Op-Ed: De-platforming works, but it won’t cure extremism
There is a chronic infection of
There is a chronic infection of extremism in the U.S., but “de-platforming” isn’t a miracle tonic
Renewed efforts to reign in online disinformation and extremism after the insurrectionist attack on the U.S. Capitol have prompted impassioned supporters of former President Donald Trump to ditch major social media giants in favor of smaller platforms offering scant, if any, content moderation. It presents new and novel challenges in the fight against extremism online.
In the immediate sense, de-platforming irrefutably works. It is often an effective tool that social media and tech companies can use to reduce the reach of extremist movements and hinder their ability to organize violent and hateful activities on a large scale. Recent acts of de-platforming weakened the loose coalition of Trump supporters and extremists held together by viral disinformation and falsehoods about the integrity of the 2020 election. It significantly reduced the volume of election disinformation on Twitter and frazzled extremists who may have otherwise organized around President Joe Biden’s inauguration.
Dozens of alternative tech platforms have waited ready for years to welcome de-platformed individuals and movements, betting that larger sites’ moderation against inflammatory content and disinformation was only a matter of time. Most are built with features that closely resemble the larger platforms that they anticipate will take de-platforming actions. Since the latest wave of bans, I have followed droves of digital nomads as they test-drive these obscure sites and debate among themselves whether they would be suitable new homes.
Although many far-right communities are now scattered, they will eventually settle on their next gathering spot. Parler was that destination until Amazon Web Services cut it off from its cloud hosting services after the U.S. Capitol insurrection. Although currently unclear whether Parler will ever return, a central site will inevitably fill its former place. And during this game of platform musical chairs, some smaller extremist groups may choose to hide out of public view for the indefinite future.

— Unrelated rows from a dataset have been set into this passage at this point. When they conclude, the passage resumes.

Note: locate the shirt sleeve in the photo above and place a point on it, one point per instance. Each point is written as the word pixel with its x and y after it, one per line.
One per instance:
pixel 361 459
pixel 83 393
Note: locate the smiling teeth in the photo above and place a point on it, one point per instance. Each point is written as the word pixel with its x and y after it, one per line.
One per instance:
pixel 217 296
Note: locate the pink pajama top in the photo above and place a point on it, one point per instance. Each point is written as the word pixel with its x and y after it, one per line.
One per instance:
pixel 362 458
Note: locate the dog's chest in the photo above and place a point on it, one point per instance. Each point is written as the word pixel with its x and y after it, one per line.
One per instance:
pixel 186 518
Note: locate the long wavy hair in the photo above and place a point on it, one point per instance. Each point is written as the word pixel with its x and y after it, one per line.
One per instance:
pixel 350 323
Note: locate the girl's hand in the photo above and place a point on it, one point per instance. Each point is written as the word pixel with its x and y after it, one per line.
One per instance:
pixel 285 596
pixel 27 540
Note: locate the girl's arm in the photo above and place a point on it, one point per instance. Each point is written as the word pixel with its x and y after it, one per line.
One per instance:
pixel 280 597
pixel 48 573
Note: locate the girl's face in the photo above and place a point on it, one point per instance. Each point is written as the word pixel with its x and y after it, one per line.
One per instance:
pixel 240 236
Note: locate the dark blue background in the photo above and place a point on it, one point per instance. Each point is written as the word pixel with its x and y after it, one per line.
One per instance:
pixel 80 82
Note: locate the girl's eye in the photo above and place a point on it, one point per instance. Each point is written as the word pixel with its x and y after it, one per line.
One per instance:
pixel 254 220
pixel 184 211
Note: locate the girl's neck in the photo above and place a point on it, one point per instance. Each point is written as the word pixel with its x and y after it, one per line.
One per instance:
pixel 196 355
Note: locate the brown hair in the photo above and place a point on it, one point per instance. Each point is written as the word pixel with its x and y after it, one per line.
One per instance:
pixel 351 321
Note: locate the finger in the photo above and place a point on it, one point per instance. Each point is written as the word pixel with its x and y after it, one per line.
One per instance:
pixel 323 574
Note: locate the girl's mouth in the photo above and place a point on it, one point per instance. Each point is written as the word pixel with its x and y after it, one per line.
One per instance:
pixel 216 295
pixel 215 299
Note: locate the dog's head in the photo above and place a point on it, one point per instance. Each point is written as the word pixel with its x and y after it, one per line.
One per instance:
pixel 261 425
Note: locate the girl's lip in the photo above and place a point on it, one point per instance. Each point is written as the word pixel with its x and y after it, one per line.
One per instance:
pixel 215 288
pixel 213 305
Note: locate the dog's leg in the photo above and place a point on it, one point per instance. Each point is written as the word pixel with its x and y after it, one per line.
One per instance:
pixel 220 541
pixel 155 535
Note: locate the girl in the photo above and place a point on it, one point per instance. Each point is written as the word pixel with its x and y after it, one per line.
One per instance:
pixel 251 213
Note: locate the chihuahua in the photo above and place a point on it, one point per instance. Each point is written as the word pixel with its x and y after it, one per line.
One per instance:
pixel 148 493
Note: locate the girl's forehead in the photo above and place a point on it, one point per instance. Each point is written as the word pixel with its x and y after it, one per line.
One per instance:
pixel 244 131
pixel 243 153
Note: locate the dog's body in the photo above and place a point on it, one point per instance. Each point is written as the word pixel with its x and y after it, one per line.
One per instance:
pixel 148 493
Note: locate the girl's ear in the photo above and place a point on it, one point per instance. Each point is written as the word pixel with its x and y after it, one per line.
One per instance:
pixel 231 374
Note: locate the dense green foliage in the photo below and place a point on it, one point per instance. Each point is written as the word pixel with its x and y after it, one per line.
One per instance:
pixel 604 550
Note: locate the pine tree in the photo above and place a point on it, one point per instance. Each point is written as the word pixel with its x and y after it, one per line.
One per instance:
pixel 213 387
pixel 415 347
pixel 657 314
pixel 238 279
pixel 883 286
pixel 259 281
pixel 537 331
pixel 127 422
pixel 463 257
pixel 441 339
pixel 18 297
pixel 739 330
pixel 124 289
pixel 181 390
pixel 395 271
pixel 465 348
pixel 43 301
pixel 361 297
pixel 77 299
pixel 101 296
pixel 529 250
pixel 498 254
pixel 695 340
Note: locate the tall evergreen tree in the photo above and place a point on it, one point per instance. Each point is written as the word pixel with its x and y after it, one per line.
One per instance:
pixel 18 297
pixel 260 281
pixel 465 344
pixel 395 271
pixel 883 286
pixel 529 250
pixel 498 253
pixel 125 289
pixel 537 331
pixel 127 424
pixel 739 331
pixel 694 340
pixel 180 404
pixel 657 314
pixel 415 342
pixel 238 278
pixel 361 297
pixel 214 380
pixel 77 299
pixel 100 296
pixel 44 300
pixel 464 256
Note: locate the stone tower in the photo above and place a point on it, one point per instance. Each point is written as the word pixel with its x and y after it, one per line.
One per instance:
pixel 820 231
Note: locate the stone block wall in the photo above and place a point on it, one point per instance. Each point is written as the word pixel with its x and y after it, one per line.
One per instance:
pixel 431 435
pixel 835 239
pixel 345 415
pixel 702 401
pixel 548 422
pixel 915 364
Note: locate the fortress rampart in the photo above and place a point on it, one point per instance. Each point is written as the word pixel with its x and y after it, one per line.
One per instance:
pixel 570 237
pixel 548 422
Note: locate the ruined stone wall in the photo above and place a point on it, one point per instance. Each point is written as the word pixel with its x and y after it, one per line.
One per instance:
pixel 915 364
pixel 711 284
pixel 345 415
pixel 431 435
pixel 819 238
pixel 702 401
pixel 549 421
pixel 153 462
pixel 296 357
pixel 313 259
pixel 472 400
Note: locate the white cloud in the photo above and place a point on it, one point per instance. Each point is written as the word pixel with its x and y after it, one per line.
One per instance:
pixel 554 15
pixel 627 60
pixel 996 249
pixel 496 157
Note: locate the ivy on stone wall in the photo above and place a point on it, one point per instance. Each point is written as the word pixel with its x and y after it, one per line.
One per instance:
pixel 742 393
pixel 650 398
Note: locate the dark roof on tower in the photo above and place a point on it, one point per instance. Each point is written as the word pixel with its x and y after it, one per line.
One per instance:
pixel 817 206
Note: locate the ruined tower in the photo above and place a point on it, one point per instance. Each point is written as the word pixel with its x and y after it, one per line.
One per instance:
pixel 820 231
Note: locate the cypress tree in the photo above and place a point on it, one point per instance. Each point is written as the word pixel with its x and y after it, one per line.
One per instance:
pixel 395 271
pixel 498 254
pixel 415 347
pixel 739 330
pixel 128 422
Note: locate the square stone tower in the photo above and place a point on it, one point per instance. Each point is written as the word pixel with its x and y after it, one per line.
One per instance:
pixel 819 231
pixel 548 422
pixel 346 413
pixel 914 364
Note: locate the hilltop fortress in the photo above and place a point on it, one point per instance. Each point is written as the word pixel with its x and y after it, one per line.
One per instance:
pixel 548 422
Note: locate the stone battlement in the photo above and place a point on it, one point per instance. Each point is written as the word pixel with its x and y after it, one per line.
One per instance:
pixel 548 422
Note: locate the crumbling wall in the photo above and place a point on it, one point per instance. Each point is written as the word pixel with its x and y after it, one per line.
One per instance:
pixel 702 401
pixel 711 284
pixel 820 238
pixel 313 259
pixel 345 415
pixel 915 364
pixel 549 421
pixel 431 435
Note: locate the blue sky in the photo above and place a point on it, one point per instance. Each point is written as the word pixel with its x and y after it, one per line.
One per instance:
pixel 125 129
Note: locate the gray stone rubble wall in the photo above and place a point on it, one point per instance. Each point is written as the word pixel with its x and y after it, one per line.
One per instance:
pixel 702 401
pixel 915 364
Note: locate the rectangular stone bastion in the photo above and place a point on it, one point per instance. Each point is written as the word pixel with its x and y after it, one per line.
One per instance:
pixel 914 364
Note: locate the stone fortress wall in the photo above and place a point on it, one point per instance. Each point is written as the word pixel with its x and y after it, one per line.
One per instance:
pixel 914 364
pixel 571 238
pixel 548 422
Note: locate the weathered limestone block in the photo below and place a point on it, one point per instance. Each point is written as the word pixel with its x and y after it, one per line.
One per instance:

On many of these platforms, hardcore extremists have the home-field advantage. White supremacists and conspiracy theorists were among the first users to embrace so-called “alt-tech,” meaning that they are among the most fluent and established users in those communities. Some platforms, like Gab, have even appealed to those movements directly. Now hundreds of thousands of users, perhaps unknowingly, are joining platforms pre-seeded with forces that will seek to radicalize them further.
Already, white supremacists have targeted despondent and de-platformed QAnon believers struggling to rationalize why the outlandish prophecies of their movement have failed. A channel on Telegram styled to attract former Parler users has taken on increasingly radical tones. One of the largest Proud Boys affiliated Telegram groups has begun advocating for the neo-fascist Third Position political philosophy, explicitly urging coalition building with antisemites and white supremacists.
Most major social media companies’ de-platforming actions have been reactive to national tragedy and negative media attention, and those actions should not be mistaken for change. Platforms have failed to act proactively and comprehensively against the disinformation and extremism they have enabled, and the consequences of that failure are likely to follow the country for decades.
At this point, the time for prevention has passed. Tackling issues before they achieve viral spread will remain vital, but we will also need to contemplate a pathway to recovery, even if partial. Any real fix will require a multifaceted approach, combining transparent tech platform action, thoughtful policy changes, and accountability against malicious actors. Disinformation and extremism have inflicted a sickness in the United States that de-platforming alone simply will not heal and that no one approach can cure.
Jared Holt is Visiting Research Fellow with the Digital Forensic Research Lab.